I hope the idea of Google as a crystal ball seems absurd to you. It does to me too, but sometimes, I’m afraid, my actions tell differently.

We live in a world engorged with information. Decades ago, if we were driving home and thought of something we wanted to find out, we’d think, ‘I’ll have to get down to the library sometime this week and look that up.’ Now we try to stop ourselves from googling while driving.

We have become so accustomPicture2ed to having information at our fingertips, that the concept that something may be unknowable is virtually inconceivable.

Quantities of information beyond our comprehension have become a cheap commodity; an expectation. Google has become our all-knowing god; our source of all truth. I fear that far too often we forget that it has limitations. For example, it cannot tell the future.

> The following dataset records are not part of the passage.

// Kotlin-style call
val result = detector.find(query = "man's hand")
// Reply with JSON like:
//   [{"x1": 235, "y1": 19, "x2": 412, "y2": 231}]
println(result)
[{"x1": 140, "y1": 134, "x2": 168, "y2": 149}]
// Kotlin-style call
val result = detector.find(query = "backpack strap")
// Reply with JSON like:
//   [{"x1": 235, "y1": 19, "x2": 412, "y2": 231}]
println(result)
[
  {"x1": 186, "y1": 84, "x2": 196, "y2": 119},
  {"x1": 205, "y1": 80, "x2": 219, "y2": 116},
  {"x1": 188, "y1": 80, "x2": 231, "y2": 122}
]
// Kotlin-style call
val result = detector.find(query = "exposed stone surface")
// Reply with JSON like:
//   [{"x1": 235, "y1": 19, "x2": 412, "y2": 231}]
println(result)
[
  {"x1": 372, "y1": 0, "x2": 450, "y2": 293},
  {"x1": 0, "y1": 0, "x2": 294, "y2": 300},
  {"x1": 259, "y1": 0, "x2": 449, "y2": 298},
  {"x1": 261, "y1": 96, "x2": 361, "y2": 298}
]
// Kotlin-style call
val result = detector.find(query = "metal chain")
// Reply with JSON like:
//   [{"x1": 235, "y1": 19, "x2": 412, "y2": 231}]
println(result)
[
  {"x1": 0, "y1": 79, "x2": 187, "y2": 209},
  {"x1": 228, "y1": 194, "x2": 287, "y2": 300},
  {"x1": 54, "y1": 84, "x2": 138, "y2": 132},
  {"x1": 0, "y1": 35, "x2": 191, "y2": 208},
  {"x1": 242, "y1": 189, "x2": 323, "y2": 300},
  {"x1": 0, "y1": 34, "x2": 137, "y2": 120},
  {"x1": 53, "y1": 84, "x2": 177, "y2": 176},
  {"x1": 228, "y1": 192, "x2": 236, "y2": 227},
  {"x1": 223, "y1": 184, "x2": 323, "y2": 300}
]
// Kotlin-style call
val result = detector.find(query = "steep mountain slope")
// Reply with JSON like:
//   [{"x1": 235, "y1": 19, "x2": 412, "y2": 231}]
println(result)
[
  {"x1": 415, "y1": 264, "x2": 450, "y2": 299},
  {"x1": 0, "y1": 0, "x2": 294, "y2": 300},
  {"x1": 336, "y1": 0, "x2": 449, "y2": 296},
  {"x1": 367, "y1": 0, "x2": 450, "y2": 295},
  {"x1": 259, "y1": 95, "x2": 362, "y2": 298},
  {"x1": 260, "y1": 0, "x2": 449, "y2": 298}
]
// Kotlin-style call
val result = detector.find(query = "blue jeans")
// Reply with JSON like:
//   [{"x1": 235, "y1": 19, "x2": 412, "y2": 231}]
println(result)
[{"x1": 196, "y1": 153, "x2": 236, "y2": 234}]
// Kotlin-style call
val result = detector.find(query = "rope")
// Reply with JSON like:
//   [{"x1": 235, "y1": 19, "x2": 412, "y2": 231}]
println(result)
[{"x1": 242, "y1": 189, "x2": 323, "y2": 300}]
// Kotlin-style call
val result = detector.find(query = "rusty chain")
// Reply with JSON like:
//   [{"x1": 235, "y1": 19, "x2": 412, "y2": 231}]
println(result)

I’m ashamed to admit it (though I suspect I’m not alone) that I have, on occasion, asked (or been tempted to ask) the Google-god things that it cannot know. ‘What should I do in this situation?’ ‘Am I going to get married?’ ‘Will that student ever mature into a decent human being?’

We humans have become inflated with information to the point that we tend to believe there is nothing we (or Google) cannot know. Remember this human: Our knowledge is but a drop in the ocean. And the future is, as it always has been, in the mind and hand of the Almighty alone.